Although there are several biomarkers of kidney function, each biomarker can indicate kidney damage at distinct parts of the nephron [9, 46,47,48]. Conventional biomarkers such as eGFR and urinary albumin primarily indicate glomerular damage [9, 48], while novel biomarkers such as UMOD are very sensitive to kidney tubule damage [46, 47]. Therefore, even though urinary albumin and UMOD did not associate with many cardiovascular risk factors or kidney damage (as indicated by lower eGFR) in this study, these biomarkers may still be useful to monitor kidney damage. As our study population consisted of apparently healthy adults, it may also be possible that no kidney tubule damage is present. This in turn may explain why biomarkers such UMOD did not associate with kidney damage in our study population.

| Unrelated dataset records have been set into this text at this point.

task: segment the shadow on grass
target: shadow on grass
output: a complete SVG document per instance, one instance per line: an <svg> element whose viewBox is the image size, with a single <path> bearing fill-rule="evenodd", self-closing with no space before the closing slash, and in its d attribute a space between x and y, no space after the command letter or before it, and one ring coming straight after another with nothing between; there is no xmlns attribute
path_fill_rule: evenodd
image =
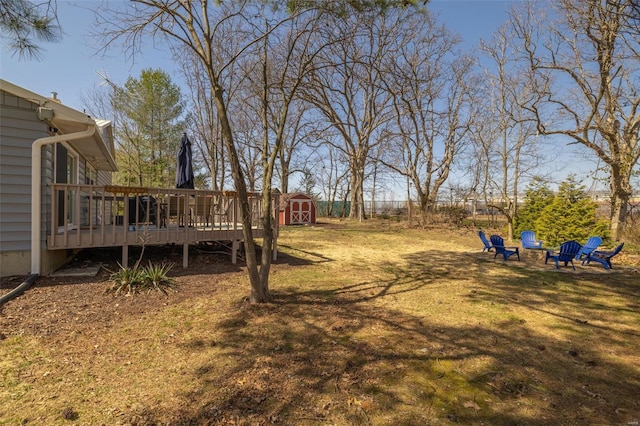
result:
<svg viewBox="0 0 640 426"><path fill-rule="evenodd" d="M260 247L257 247L258 259L260 256ZM302 252L302 251L300 251ZM129 249L128 266L133 267L138 259L141 258L141 265L145 266L149 263L161 264L171 263L172 269L168 273L170 277L187 277L191 275L215 275L223 273L242 272L246 267L242 253L239 254L236 264L231 263L230 248L224 245L216 246L190 246L189 247L189 265L187 268L182 267L182 246L180 245L165 245L165 246L148 246L142 253L142 248L139 246L132 246ZM295 250L294 250L295 253ZM57 285L70 285L70 284L86 284L87 282L95 281L107 281L109 276L120 270L122 250L120 247L106 247L106 248L93 248L84 249L78 253L74 259L65 266L65 268L73 269L74 271L82 270L84 267L91 265L102 265L96 276L42 276L38 277L35 286L38 287L53 287ZM331 262L333 259L322 256L317 253L304 252L308 257L312 255L312 259L309 260L303 257L297 257L295 255L279 252L278 259L273 262L273 265L289 265L292 267L308 266L314 263ZM26 277L5 277L0 280L0 290L13 289L17 287ZM1 294L1 293L0 293Z"/></svg>
<svg viewBox="0 0 640 426"><path fill-rule="evenodd" d="M312 252L309 250L302 250L299 248L295 248L295 247L291 247L285 244L279 244L278 248L281 249L287 249L290 252L293 253L301 253L302 255L305 255L306 257L311 257L310 260L306 260L303 259L301 257L295 257L292 255L288 255L283 253L282 251L278 251L278 259L274 262L274 263L288 263L290 265L309 265L312 263L325 263L325 262L332 262L334 259L325 256L322 253L318 253L318 252Z"/></svg>
<svg viewBox="0 0 640 426"><path fill-rule="evenodd" d="M169 424L583 425L630 424L639 418L640 374L616 351L640 343L638 314L602 324L638 302L620 276L606 284L583 275L512 269L473 256L414 253L380 265L379 281L332 290L274 292L266 305L238 302L215 324L218 359L194 365L195 390L182 395ZM457 283L454 287L451 283ZM491 321L443 325L428 310L392 309L397 295L428 298L443 287L457 309L496 309ZM604 294L603 294L604 293ZM608 303L607 298L612 302ZM628 309L628 308L624 308ZM497 313L496 313L497 312ZM631 314L632 312L628 312ZM533 317L549 322L530 325ZM600 323L596 322L596 318ZM539 321L539 320L537 320ZM586 321L586 322L585 322ZM594 342L597 341L597 345ZM609 347L612 353L601 348ZM637 359L637 352L636 352ZM145 409L154 424L158 413ZM166 413L163 413L166 415Z"/></svg>

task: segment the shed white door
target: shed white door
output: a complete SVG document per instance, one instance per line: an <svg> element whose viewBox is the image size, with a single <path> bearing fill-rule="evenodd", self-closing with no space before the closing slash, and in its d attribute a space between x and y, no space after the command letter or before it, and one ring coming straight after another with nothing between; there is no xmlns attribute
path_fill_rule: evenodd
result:
<svg viewBox="0 0 640 426"><path fill-rule="evenodd" d="M311 222L311 200L291 200L289 210L291 215L289 223Z"/></svg>

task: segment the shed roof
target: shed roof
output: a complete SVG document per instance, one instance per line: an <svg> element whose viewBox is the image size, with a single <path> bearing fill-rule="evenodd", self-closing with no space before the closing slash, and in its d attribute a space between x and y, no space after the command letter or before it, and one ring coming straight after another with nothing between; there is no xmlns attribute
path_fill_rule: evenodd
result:
<svg viewBox="0 0 640 426"><path fill-rule="evenodd" d="M289 201L293 198L304 198L313 201L313 198L308 196L302 192L287 192L285 194L280 194L280 210L285 210L287 205L289 205Z"/></svg>

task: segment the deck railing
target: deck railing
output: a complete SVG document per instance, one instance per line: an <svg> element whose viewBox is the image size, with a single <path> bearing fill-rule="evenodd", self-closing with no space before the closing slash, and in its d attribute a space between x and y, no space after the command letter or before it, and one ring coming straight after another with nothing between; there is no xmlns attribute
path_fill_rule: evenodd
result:
<svg viewBox="0 0 640 426"><path fill-rule="evenodd" d="M235 192L76 184L50 187L50 250L244 239ZM250 193L249 203L253 236L260 238L261 194ZM272 206L276 211L277 194Z"/></svg>

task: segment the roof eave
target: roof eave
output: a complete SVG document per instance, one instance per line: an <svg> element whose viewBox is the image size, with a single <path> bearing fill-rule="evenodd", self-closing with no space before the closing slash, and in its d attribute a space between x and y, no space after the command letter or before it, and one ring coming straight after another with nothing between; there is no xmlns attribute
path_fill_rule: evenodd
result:
<svg viewBox="0 0 640 426"><path fill-rule="evenodd" d="M96 170L117 171L113 146L107 145L103 135L111 132L111 123L108 121L94 120L89 115L63 105L59 102L38 95L20 86L16 86L6 80L0 79L0 89L13 94L14 96L26 99L41 107L53 110L53 118L50 125L59 134L70 134L86 130L89 126L95 126L96 132L93 136L85 139L78 139L69 143L72 148L85 157Z"/></svg>

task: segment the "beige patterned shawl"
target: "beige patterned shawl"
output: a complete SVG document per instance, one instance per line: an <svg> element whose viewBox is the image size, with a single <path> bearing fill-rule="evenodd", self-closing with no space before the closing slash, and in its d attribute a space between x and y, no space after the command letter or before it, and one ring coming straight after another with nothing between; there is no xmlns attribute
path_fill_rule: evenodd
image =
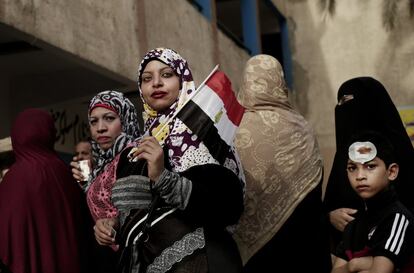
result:
<svg viewBox="0 0 414 273"><path fill-rule="evenodd" d="M322 180L314 133L292 109L280 63L252 57L239 92L246 108L236 147L246 175L245 212L234 238L245 264Z"/></svg>

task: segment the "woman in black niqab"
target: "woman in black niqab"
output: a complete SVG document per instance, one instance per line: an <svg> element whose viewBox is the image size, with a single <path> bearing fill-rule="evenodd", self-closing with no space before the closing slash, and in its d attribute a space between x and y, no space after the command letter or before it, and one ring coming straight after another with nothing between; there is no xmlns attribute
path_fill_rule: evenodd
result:
<svg viewBox="0 0 414 273"><path fill-rule="evenodd" d="M352 190L346 174L350 137L362 130L373 130L385 135L394 145L400 172L394 186L400 200L411 211L414 209L414 148L391 97L385 87L371 77L353 78L344 82L338 90L338 104L335 107L336 154L325 193L325 205L331 223L334 212L342 208L363 209L364 205ZM344 211L342 211L344 213ZM352 216L353 214L349 214ZM353 217L353 216L352 216ZM351 218L343 221L343 226ZM338 219L336 219L338 222ZM336 227L336 228L335 228ZM333 244L341 239L342 230L332 225Z"/></svg>

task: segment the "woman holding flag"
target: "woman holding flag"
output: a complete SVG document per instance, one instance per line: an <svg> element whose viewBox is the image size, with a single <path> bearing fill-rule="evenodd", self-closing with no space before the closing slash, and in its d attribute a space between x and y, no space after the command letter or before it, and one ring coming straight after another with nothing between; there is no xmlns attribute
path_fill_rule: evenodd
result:
<svg viewBox="0 0 414 273"><path fill-rule="evenodd" d="M187 61L171 49L144 56L138 86L146 136L121 155L112 189L120 272L240 272L227 229L243 211L244 175L232 143L214 125L226 111L213 121L195 105ZM197 116L198 123L188 118ZM106 235L98 241L108 244Z"/></svg>

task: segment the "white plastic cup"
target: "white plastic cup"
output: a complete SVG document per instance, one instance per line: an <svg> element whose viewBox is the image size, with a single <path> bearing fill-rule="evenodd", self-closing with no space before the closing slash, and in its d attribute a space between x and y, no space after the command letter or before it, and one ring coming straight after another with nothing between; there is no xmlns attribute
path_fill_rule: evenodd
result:
<svg viewBox="0 0 414 273"><path fill-rule="evenodd" d="M91 167L89 166L89 160L85 159L85 160L79 161L79 169L81 170L82 176L85 179L85 181L88 180L88 177L91 173Z"/></svg>

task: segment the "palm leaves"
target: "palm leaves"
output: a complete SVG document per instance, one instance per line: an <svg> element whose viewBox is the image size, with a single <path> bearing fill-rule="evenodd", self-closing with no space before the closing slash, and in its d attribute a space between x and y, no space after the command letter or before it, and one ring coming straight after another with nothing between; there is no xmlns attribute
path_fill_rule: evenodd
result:
<svg viewBox="0 0 414 273"><path fill-rule="evenodd" d="M330 15L335 13L335 0L319 0L319 7L321 10L326 13L328 12Z"/></svg>
<svg viewBox="0 0 414 273"><path fill-rule="evenodd" d="M365 0L361 0L365 1ZM382 2L382 23L387 31L391 31L396 26L396 19L398 17L398 4L401 0L383 0ZM414 0L408 0L408 10L410 18L414 15ZM319 0L319 7L323 15L335 14L336 0Z"/></svg>

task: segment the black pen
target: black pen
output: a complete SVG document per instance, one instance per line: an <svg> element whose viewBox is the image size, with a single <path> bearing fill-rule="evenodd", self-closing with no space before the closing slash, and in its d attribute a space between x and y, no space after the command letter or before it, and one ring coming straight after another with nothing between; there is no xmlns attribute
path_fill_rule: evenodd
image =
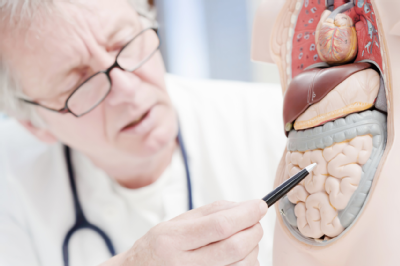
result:
<svg viewBox="0 0 400 266"><path fill-rule="evenodd" d="M263 198L263 201L265 201L268 205L268 208L274 205L275 202L280 200L283 196L285 196L292 188L297 186L304 178L308 176L309 173L314 169L314 167L317 166L316 163L311 164L283 182L281 185L279 185L277 188L272 190L271 193L269 193L267 196Z"/></svg>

This study should be interpreted within the context of its strengths and limitations. This was a cross-sectional study to investigate cardiovascular risk factors and kidney function in young adults and therefore we cannot infer causality. Our findings cannot be generalised to the entire South African population, as we only included participants from the Potchefstroom and surrounding areas in the North-West province. Since we also excluded participants with any chronic diseases, our findings cannot be directly compared to individuals with CKD. Our study was well planned and executed under strictly controlled conditions in a well-equipped research facility. The study population included young and apparently healthy adults and provides information on early kidney function deterioration and cardiovascular risk factors, all of which may influence kidney disease development in young adults.

Conclusion

In young adults between 20 and 30 years of age, various cardiovascular risk factors including age, lifestyle and health measures already impact kidney health.